ITEMS TO BUILD UPON:
» Reich hasn't been shy about his No. 1 objective for the Colts' offense in 2019: run the ball with better consistency. In fact, he wants Indy to rank in the top-five in rushing offense this season. They'll need a considerable jump to get there; their 1,718 rushing yards in 2018 ranked 20th in the league, while their 4.2 yards-per-carry figure ranked 22nd. Now, to be fair, the Colts were mostly without their starting left tackle, Castonzo, and top running back, Marlon Mack, for the first five weeks of the 2018 season. From Weeks 6-17, Mack's 874 rushing yards ranked fourth among all NFL running backs; his nine rushing touchdowns, meanwhile, ranked tied for third. The Colts, as a team, ran for 1,346 yards over their final 11 games, or about 122 rushing yards per game. If they had 122 rushing yards per game the entire season, they would've ranked 11th in total rushing yards, so look for more of the same with a healthy Mack entering 2019.
» The Colts last season struggled at times to secure catches in the pass game; their 33 drops were tied for the fourth-most in the NFL, according to Pro Football Focus. But Indy also threw the ball a lot throughout the year, so it's more than fair to dive into the Colts' drop rate, which averaged out to about 6.4 percent, according to PFF, which was about middle of the pack.

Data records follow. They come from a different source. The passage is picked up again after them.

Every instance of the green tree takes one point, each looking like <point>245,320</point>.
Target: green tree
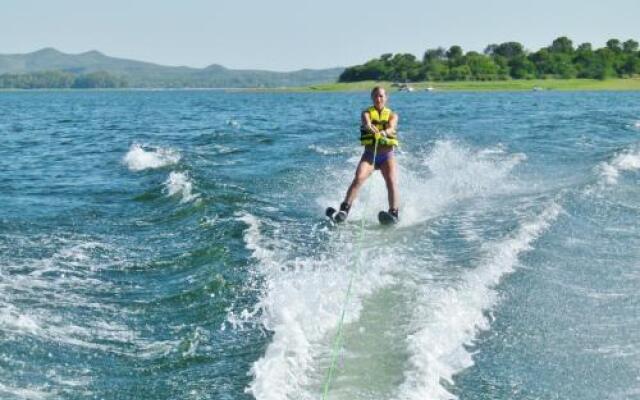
<point>630,46</point>
<point>562,45</point>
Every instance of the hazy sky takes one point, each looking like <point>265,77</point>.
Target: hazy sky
<point>286,35</point>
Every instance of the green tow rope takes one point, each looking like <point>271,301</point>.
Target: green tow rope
<point>337,342</point>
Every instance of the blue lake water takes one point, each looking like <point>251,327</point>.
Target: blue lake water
<point>171,245</point>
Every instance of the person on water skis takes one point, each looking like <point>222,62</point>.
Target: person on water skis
<point>378,135</point>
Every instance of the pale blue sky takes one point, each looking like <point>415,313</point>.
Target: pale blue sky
<point>286,35</point>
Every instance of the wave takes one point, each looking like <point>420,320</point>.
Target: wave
<point>300,304</point>
<point>179,183</point>
<point>628,160</point>
<point>139,159</point>
<point>447,319</point>
<point>303,295</point>
<point>40,288</point>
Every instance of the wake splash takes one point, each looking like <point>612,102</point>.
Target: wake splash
<point>448,318</point>
<point>179,183</point>
<point>302,296</point>
<point>139,159</point>
<point>628,160</point>
<point>300,304</point>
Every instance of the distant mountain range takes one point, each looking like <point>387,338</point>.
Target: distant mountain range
<point>148,75</point>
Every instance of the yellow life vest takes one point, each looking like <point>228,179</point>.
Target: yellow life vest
<point>381,121</point>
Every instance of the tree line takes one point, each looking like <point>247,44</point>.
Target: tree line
<point>503,61</point>
<point>61,80</point>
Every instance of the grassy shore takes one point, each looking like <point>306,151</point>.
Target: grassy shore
<point>510,85</point>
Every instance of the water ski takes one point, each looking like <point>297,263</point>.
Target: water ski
<point>386,218</point>
<point>334,215</point>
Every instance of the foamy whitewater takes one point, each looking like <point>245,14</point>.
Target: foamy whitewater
<point>172,244</point>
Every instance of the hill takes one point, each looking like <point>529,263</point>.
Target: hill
<point>149,75</point>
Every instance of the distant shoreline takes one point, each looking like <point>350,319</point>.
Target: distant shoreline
<point>615,84</point>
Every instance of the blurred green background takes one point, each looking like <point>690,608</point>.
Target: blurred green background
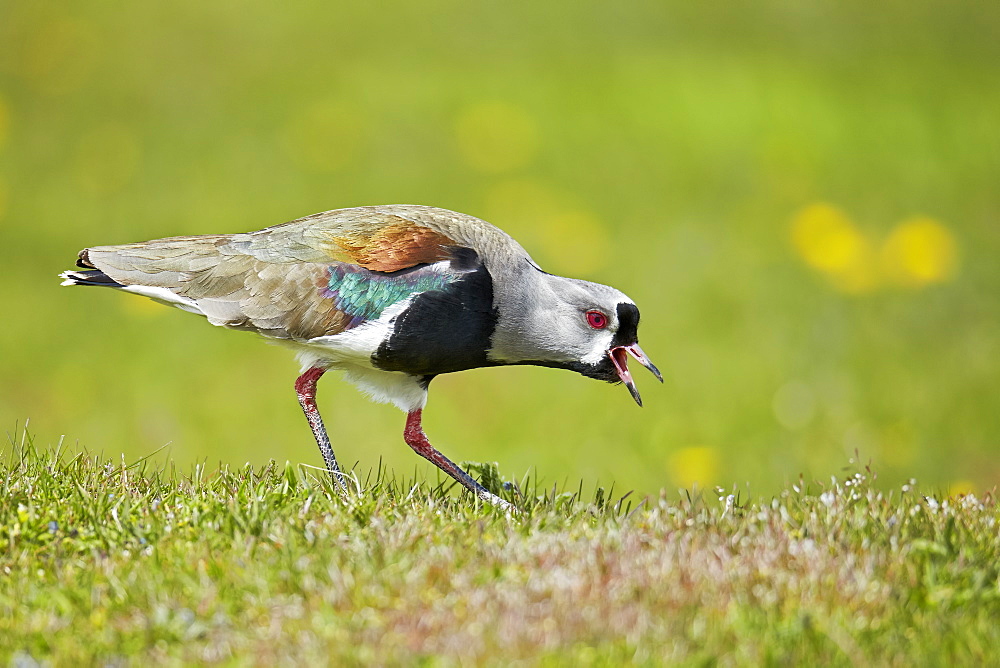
<point>801,197</point>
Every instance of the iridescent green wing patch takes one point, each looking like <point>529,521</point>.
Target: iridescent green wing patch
<point>364,295</point>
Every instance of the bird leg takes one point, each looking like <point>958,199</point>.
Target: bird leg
<point>416,439</point>
<point>305,388</point>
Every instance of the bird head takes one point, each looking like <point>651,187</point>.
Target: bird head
<point>572,324</point>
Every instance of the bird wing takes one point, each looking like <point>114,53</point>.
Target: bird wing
<point>316,276</point>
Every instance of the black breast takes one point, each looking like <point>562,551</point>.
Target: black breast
<point>443,330</point>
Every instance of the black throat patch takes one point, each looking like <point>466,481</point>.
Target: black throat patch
<point>445,330</point>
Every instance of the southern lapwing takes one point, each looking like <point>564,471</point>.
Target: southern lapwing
<point>392,296</point>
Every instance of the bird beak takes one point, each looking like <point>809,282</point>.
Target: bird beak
<point>619,357</point>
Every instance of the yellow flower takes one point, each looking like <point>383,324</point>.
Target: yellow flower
<point>694,465</point>
<point>918,252</point>
<point>827,239</point>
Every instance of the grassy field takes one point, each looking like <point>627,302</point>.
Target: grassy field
<point>801,198</point>
<point>105,562</point>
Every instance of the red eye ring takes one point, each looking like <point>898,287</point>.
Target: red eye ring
<point>597,320</point>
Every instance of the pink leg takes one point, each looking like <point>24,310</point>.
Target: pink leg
<point>305,388</point>
<point>416,439</point>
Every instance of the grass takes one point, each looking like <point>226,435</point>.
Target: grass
<point>108,562</point>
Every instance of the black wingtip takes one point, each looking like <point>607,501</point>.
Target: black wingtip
<point>90,277</point>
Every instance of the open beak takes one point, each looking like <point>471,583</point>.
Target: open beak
<point>619,356</point>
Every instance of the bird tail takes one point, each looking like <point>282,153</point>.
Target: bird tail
<point>90,275</point>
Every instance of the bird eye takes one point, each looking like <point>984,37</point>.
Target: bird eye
<point>597,320</point>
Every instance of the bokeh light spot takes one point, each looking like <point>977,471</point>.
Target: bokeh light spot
<point>60,55</point>
<point>496,136</point>
<point>961,488</point>
<point>794,404</point>
<point>918,252</point>
<point>694,465</point>
<point>106,158</point>
<point>324,137</point>
<point>827,239</point>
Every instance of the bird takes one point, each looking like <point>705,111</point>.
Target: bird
<point>393,296</point>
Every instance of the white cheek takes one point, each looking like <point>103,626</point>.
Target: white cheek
<point>602,342</point>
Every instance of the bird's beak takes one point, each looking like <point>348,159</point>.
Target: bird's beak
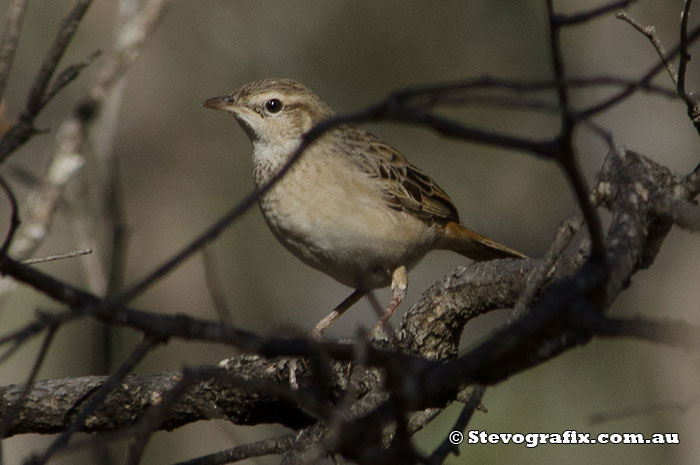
<point>225,103</point>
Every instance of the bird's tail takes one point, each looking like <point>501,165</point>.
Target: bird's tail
<point>475,246</point>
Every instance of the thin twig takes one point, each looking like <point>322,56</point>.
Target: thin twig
<point>10,38</point>
<point>585,16</point>
<point>646,78</point>
<point>451,443</point>
<point>50,258</point>
<point>535,280</point>
<point>566,153</point>
<point>216,289</point>
<point>23,129</point>
<point>684,54</point>
<point>14,217</point>
<point>650,33</point>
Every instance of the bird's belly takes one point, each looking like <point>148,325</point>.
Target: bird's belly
<point>356,239</point>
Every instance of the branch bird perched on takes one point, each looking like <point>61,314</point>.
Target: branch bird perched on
<point>352,206</point>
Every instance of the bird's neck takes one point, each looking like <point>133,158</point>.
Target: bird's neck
<point>269,159</point>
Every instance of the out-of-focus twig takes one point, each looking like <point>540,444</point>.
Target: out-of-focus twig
<point>50,258</point>
<point>10,38</point>
<point>23,129</point>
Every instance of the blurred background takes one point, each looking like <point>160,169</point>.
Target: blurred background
<point>182,167</point>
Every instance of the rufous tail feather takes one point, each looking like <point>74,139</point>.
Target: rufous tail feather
<point>473,245</point>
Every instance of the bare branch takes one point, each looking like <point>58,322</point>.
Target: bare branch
<point>278,445</point>
<point>684,54</point>
<point>50,258</point>
<point>586,16</point>
<point>23,129</point>
<point>14,217</point>
<point>10,38</point>
<point>449,445</point>
<point>96,399</point>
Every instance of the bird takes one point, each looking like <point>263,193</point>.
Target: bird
<point>352,206</point>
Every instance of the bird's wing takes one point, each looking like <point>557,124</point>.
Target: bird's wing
<point>405,186</point>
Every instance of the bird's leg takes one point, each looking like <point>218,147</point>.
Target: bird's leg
<point>326,322</point>
<point>399,284</point>
<point>322,326</point>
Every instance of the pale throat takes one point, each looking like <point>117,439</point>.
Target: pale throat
<point>270,157</point>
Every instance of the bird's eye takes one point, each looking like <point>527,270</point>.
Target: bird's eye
<point>273,105</point>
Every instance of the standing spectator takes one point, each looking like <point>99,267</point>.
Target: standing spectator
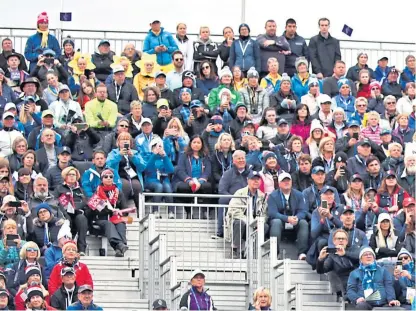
<point>102,59</point>
<point>186,46</point>
<point>409,72</point>
<point>120,92</point>
<point>245,51</point>
<point>7,50</point>
<point>40,41</point>
<point>272,46</point>
<point>298,48</point>
<point>160,42</point>
<point>354,71</point>
<point>324,50</point>
<point>205,49</point>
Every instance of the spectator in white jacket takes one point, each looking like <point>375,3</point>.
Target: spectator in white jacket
<point>65,109</point>
<point>186,46</point>
<point>8,134</point>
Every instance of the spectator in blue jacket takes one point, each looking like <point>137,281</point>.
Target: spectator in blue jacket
<point>40,41</point>
<point>370,285</point>
<point>245,51</point>
<point>287,211</point>
<point>160,42</point>
<point>91,178</point>
<point>409,72</point>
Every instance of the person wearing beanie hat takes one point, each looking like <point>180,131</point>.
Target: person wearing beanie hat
<point>40,41</point>
<point>285,100</point>
<point>370,285</point>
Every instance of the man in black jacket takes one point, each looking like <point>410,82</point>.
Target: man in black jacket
<point>324,50</point>
<point>68,292</point>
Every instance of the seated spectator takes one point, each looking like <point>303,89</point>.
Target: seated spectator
<point>109,218</point>
<point>384,241</point>
<point>208,80</point>
<point>53,254</point>
<point>391,85</point>
<point>46,63</point>
<point>10,249</point>
<point>354,71</point>
<point>285,100</point>
<point>376,102</point>
<point>129,163</point>
<point>344,99</point>
<point>175,140</point>
<point>68,292</point>
<point>370,279</point>
<point>35,137</point>
<point>197,297</point>
<point>254,97</point>
<point>287,211</point>
<point>301,179</point>
<point>121,92</point>
<point>338,265</point>
<point>101,113</point>
<point>363,84</point>
<point>156,176</point>
<point>32,295</point>
<point>212,132</point>
<point>65,110</point>
<point>70,259</point>
<point>193,170</point>
<point>54,173</point>
<point>71,199</point>
<point>406,103</point>
<point>262,299</point>
<point>85,299</point>
<point>50,93</point>
<point>8,134</point>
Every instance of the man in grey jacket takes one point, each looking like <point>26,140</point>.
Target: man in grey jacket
<point>272,46</point>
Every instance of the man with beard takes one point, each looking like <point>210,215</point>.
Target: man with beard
<point>407,176</point>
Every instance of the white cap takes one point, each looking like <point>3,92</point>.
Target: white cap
<point>283,176</point>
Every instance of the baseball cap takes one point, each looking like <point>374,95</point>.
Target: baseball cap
<point>284,176</point>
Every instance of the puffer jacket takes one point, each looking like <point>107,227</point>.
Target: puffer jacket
<point>163,38</point>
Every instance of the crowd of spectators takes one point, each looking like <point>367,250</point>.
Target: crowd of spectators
<point>322,150</point>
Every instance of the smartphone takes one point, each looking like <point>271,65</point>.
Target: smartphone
<point>331,250</point>
<point>10,239</point>
<point>15,204</point>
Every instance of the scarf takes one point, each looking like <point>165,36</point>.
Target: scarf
<point>109,193</point>
<point>44,42</point>
<point>368,275</point>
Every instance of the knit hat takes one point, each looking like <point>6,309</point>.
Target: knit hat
<point>70,41</point>
<point>252,73</point>
<point>225,72</point>
<point>367,249</point>
<point>32,270</point>
<point>34,291</point>
<point>243,25</point>
<point>285,77</point>
<point>43,18</point>
<point>301,60</point>
<point>43,206</point>
<point>313,81</point>
<point>68,244</point>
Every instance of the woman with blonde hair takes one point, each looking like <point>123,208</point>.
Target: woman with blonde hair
<point>262,299</point>
<point>175,139</point>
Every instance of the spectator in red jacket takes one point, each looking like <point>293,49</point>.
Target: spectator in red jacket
<point>70,259</point>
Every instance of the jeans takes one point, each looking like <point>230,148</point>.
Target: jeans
<point>302,230</point>
<point>160,187</point>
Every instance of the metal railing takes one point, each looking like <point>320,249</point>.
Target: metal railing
<point>87,41</point>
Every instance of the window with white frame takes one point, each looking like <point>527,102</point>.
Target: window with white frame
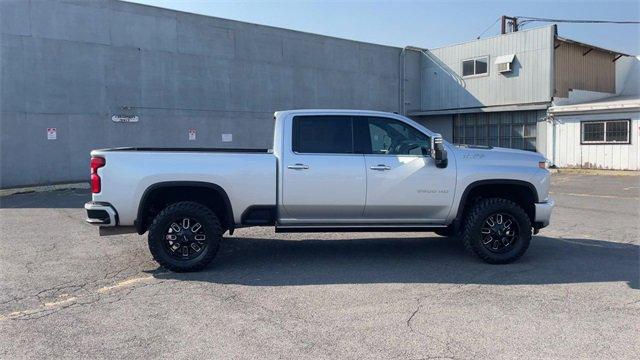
<point>476,66</point>
<point>605,132</point>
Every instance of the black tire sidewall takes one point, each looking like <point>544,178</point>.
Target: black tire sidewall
<point>162,222</point>
<point>484,209</point>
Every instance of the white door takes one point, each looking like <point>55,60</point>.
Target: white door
<point>323,179</point>
<point>403,183</point>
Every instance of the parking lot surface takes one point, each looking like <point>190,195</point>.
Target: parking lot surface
<point>65,292</point>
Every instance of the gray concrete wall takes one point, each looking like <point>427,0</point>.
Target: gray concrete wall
<point>73,64</point>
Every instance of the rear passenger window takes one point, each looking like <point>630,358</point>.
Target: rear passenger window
<point>323,134</point>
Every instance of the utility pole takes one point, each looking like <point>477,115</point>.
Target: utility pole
<point>511,21</point>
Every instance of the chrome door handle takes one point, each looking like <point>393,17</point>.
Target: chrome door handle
<point>380,167</point>
<point>298,167</point>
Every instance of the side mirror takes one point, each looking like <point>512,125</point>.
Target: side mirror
<point>439,153</point>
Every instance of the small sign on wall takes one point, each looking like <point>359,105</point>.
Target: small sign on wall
<point>52,133</point>
<point>124,118</point>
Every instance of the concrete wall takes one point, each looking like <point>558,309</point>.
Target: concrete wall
<point>73,64</point>
<point>444,87</point>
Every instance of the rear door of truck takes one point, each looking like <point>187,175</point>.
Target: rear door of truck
<point>324,180</point>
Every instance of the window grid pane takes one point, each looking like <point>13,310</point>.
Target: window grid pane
<point>617,131</point>
<point>593,132</point>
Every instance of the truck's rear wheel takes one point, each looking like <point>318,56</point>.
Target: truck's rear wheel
<point>497,230</point>
<point>185,236</point>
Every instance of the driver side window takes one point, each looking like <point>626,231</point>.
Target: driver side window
<point>392,137</point>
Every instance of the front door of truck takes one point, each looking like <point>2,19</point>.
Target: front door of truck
<point>323,179</point>
<point>403,183</point>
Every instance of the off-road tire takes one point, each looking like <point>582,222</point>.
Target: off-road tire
<point>472,236</point>
<point>163,220</point>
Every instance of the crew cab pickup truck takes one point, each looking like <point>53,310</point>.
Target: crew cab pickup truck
<point>328,171</point>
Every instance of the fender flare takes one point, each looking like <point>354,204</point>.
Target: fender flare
<point>479,183</point>
<point>139,223</point>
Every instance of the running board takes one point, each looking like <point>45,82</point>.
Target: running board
<point>365,228</point>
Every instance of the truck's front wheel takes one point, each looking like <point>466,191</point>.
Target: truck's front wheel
<point>185,236</point>
<point>497,230</point>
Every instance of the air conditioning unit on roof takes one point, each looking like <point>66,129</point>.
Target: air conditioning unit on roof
<point>504,63</point>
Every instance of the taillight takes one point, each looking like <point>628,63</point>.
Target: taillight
<point>96,163</point>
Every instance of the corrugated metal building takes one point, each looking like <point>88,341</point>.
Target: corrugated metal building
<point>496,91</point>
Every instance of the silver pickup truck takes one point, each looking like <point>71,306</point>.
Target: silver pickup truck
<point>328,171</point>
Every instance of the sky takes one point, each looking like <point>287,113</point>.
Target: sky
<point>427,24</point>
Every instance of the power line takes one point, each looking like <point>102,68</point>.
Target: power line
<point>527,19</point>
<point>487,29</point>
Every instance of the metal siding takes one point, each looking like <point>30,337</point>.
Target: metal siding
<point>570,153</point>
<point>530,81</point>
<point>594,71</point>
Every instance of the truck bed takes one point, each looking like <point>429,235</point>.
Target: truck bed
<point>164,149</point>
<point>248,176</point>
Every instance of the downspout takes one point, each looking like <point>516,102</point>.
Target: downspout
<point>401,86</point>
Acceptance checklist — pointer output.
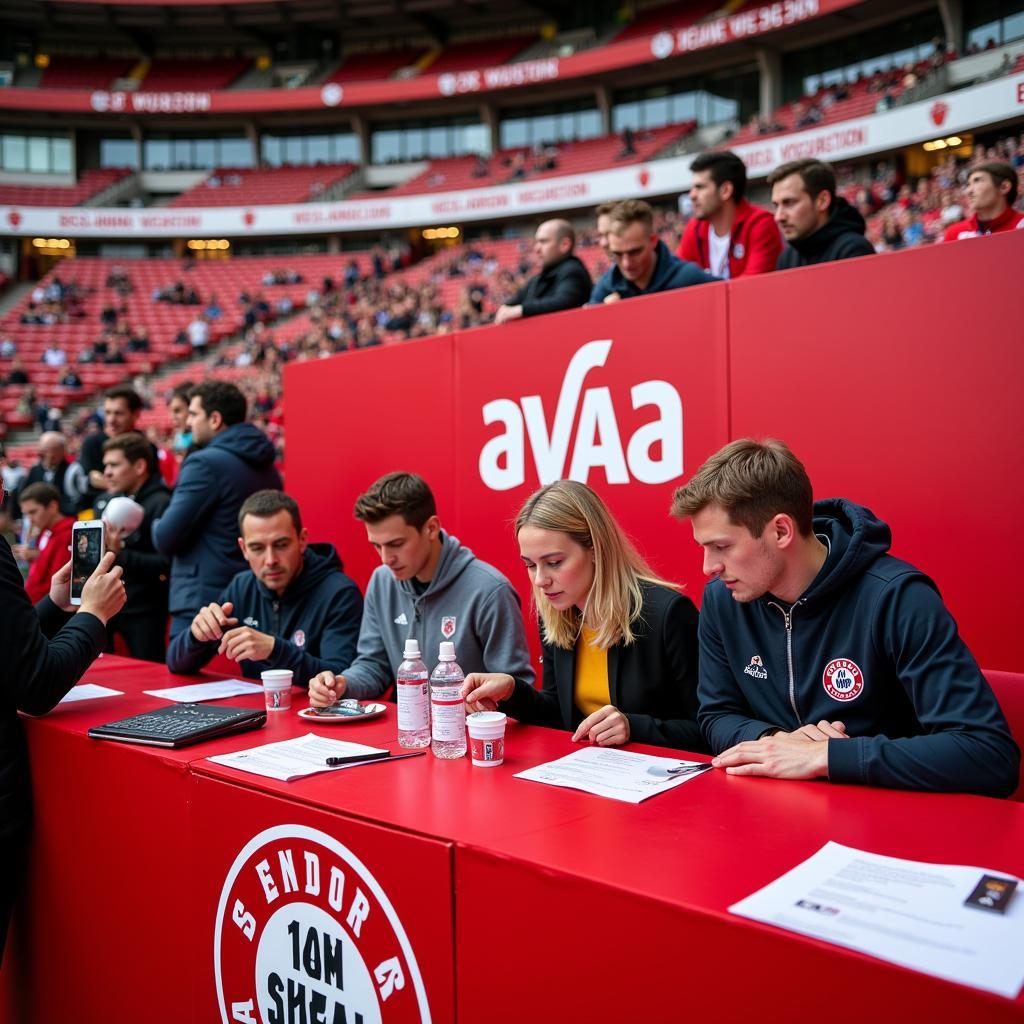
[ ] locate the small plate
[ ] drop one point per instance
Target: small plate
(372, 711)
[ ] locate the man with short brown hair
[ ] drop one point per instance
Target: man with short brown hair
(821, 655)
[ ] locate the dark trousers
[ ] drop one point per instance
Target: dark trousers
(144, 635)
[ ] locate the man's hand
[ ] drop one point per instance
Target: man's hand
(246, 644)
(606, 727)
(506, 313)
(325, 688)
(782, 756)
(213, 621)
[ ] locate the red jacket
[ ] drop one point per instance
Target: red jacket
(971, 228)
(54, 551)
(754, 247)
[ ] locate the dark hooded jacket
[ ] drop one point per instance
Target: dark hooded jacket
(842, 237)
(670, 273)
(315, 623)
(200, 528)
(869, 643)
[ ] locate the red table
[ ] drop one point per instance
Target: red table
(508, 900)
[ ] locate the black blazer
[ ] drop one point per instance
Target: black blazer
(653, 681)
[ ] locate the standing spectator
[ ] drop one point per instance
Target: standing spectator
(41, 505)
(563, 282)
(199, 529)
(643, 264)
(142, 622)
(991, 190)
(819, 226)
(728, 237)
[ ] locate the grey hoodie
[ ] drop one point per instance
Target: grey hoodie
(468, 602)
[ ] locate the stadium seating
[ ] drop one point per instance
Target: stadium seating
(89, 184)
(246, 186)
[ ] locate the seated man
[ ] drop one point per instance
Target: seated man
(641, 262)
(429, 588)
(820, 653)
(297, 608)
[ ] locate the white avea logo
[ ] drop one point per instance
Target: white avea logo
(597, 440)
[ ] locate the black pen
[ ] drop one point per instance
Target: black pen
(364, 758)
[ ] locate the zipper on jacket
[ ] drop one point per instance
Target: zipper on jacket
(787, 616)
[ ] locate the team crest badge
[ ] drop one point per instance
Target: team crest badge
(305, 932)
(843, 680)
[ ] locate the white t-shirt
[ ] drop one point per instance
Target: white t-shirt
(718, 248)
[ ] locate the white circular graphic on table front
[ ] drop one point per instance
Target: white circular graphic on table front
(304, 932)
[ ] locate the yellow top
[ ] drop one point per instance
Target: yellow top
(591, 690)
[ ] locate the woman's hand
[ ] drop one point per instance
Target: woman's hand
(482, 690)
(606, 727)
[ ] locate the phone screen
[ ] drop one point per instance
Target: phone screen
(86, 550)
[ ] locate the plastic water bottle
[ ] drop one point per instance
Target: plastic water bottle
(448, 713)
(413, 692)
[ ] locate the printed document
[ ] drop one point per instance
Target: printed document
(197, 692)
(293, 759)
(616, 774)
(906, 911)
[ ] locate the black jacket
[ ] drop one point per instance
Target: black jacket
(35, 674)
(200, 528)
(564, 286)
(653, 681)
(842, 237)
(146, 570)
(315, 623)
(869, 643)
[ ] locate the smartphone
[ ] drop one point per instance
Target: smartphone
(86, 550)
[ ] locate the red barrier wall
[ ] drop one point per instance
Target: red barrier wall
(896, 379)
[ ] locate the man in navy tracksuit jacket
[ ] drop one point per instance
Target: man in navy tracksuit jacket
(823, 655)
(292, 608)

So if the Colts' pass catchers can hold on to just a few more of those passes in 2019, then that could really help move things along at an even better rate. But even if there are a few drops and fumbles here and there, Reich will continue having confidence in whoever's out on the field. "It's an important lesson I think we all learn in this business the longer you're around," he said. "When you have a guy in the building who is out on the field and you believe in them — hey, we all make mistakes. We all are going to make mistakes and the best way to get over it is to line up and play the next play. We preach it, we talk about it. You can't talk about it and not back it up with the way you call a game."